A multitude of procedures are followed preceding and concomitant with the implementation of HIPAA compliance guidelines. The scope of HIPAA is vast with paperwork and administrative simplification as the goal of the multifaceted law as consequences are applicable to all professionals in the healthcare industry. HIPAA requires psychologists to change some of the ways they conduct business and handle privacy issues. “HIPAA called for the creation of national standards and requirements for the electronic transmission of health information and forms” (American Psychological Association Practice Organization, n.d.).

The privacy Rule will require psychologists to provide information to patients about their privacy rights and explain how that information can be used; adopt clear privacy procedures for their practices; train employees so that they can understand the privacy procedures; designate someone to be responsible for seeing that privacy procedures are adopted and followed. If you are a solo practitioner, you could be that person; (and) secure patient records (American Psychological Association Practice Organization, n.d.).

HIPAA covers “standard formatting of electronic transactions for certain financial and administrative purposes, such as health care claims or inquiries about plan eligibility or coverage” (VantageMed, 2003). Security encompasses documented administrative procedures to guard data integrity, confidentiality, and availability. Physical safeguards for protecting data, and technical security processes and mechanisms to restrict data access and guard data transmitted over networks to reduce the likelihood of interception comprise the proposed security rule (American Psychological Association Practice Organization, n.d.). Noting the ubiquitous and elaborate components of HIPAA, it is resolute for practitioners to adhere to HIPAA and managed care demands as the consequences can disturb the practice of psychology.
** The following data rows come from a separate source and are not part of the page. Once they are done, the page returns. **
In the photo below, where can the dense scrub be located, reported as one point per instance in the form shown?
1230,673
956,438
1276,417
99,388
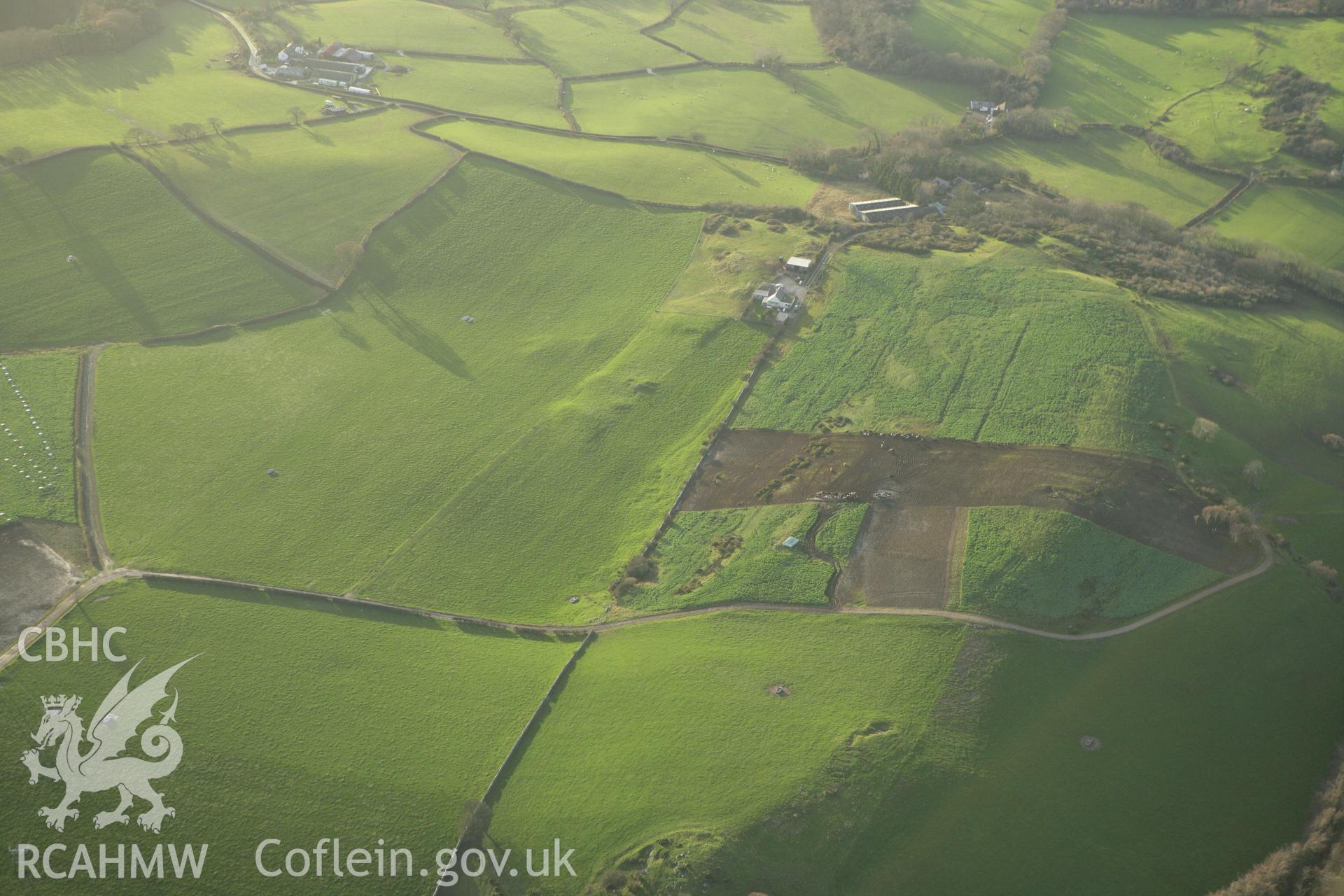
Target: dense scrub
106,26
According to the American Psychological Association (n.d.), the Health Insurance Portability and Accountability Act of 1996 (HIPAA) was sponsored by senators Nancy Kassebaum and Ted Kennedy and signed into law August 1996. HIPAA stemmed from the health-care reform of the Clinton administration. Congress voiced concerns regarding electronic formatting of all information exchanged between providers and payers. Title I of the HIPAA Health Insurance Reform Centers for Medicare and Medicaid Services (2004) protects health insurance coverage for workers and their families when they change or lose their jobs

. HIPAA was a imed at allowing the portability of health insurance by preventing insurers from imposing requirements about pre- existing conditions moving from one employer to another. In December 28, 2000 after Congress failed to enact the comprehensive health information privacy legislation required by HIPAA, the Secretary of Health and Human Services (HHS) created a Final Privacy Rule. April 14, 2003 was the compliance deadline (American Psychological Association Practice Organization, n.d.).

The four general categories of covered entities are health plans, clearinghouses, certain healthcare providers, and “w ith the passage of the Medicare Prescription Drug, Improvement, and Modernization Act of 2003 (the “Act”), signed into law on December 8, 2003, a fourth category of HIPAA covered entity was created - namely, Prescription Drug Card Sponsors” (Fox, 2004 & United States Department of Health and Human Services, 2003 ). Specifically, the Act provides that the operations of an endorsed program are covered functions and a prescription drug card sponsor is a covered entity for purposes of applying the Administrative Simplification Requirements of HIPAA and all regulatory provisions disseminated under HIPAA. This requirement creates the fourth general category of HIPAA covered entity, i.e., Prescription Drug Card Sponsors. CMS clarified that functions of Sponsors outside the scope of the Program would not be HIPAA covered functions. However, if those other activities would make a Sponsor a health plan, clearinghouse or covered healthcare provider, then the Sponsor may otherwise be a HIPAA covered entity and subject to the HIPAA standards and requirements (Fox, 2004).